A letter I wrote to Biden as a teenager—and his thoughtful reply—helped me come to terms with how fleeting life can be.

Sen. Joe Biden, left, then the Democratic Party’s vice-presidential nominee, embraces his son, Joseph R. “Beau” Biden III onstage at the Democratic National Convention in Denver, Co. on Wednesday, Aug. 27, 2008. (AP Photo/Charles Dharapak)

Just before Christmas 1972, I pulled a sheet of paper from my new stationery box and penned a letter to Joe Biden in an awkward cursive: “Dear Senator Biden, I was very sorry to read about the passing of your wife and daughter…” the note began.

I was 15 years old.

Why would a teenager write a sympathy note to a United States senator? I think it was a combination of the fact that as an aspiring young politico, I already had a sense of Biden as an idealistic, emotional man — and that I was deeply upset by the shocking deaths of his wife Neilia and daughter Naomi in a car accident while on a trip to buy the family’s Christmas tree.

I was also struggling to explain the unexplainable.

I’d yet to experience a death in my own family and the bubble of certitude I had been born into was pretty much intact until I heard about the Biden deaths. In time I’d learn that lesson more fully, but back then I had only a glimmer that in life, to borrow from Dashiell Hammett, we live only while blind chance spares us. Or, as the vice president himself said at Yale’s commencement only last month: “Reality has a way of intruding” into one’s life.

After I put my sympathy note into the mail, I forgot about it until several months later when a cream-colored envelope arrived for me from “Joseph R. Biden, Jr. Delaware United States Senate Washington D.C.”

“Dear Mr. Petrow,” read the letter inside:

Dear Mr. Petrow: I offer a belated thank-you for your kind words of condolence. I deeply appreciate your sentiments. I owed so very much to Neilia. She had a talent for making not only her own life worthwhile but also the lives of those around her. She was both a loving mother and a loving wife. In addition, she was my political confidant, in whose judgment I had implicit and utmost trust. Neilia looked forward to our coming to Washington. Now our life has been completely torn apart by an event I shall never completely understand. Neilia deserved better. Thanks so much for your note. It was deeply appreciated. Best wishes, Joe Biden

Written on a manual typewriter, Biden’s letter has withstood four decades in my home filing system. It’s also become an artifact of my teenage years, a hard-copy touchstone to an era long gone.

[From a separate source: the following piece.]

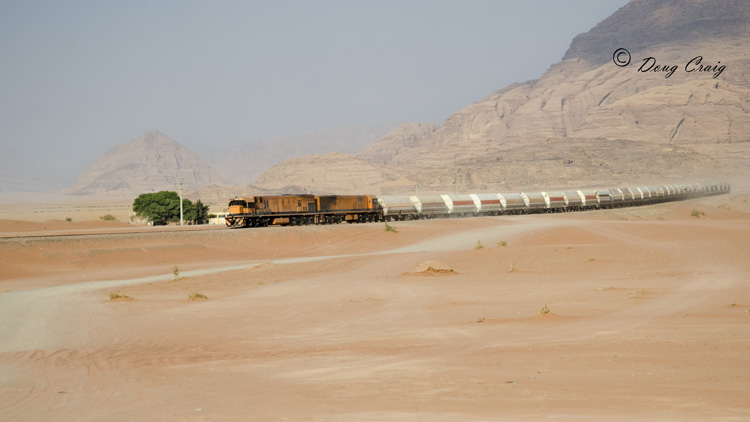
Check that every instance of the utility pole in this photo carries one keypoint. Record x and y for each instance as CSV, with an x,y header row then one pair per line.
x,y
181,223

The envelope also contained two Mass cards, one each for Neilia and Naomi. On the back of Neilia Biden’s card came a quote from Romeo and Juliet: “Death lies on her like an untimely frost upon the sweetest flower of all the field.” His infant daughter’s card read: “Dear God, What greater thing can be said of Amy than Ezekiel’s words: ‘As is the mother, so is her daughter.'”

Above all, I was struck by Biden’s reflection that there might never be an explanation of this tragedy that he — or anyone — would completely understand. The certainty of his uncertainty astounded me, having come of age in a black and white world, both on TV and in real life.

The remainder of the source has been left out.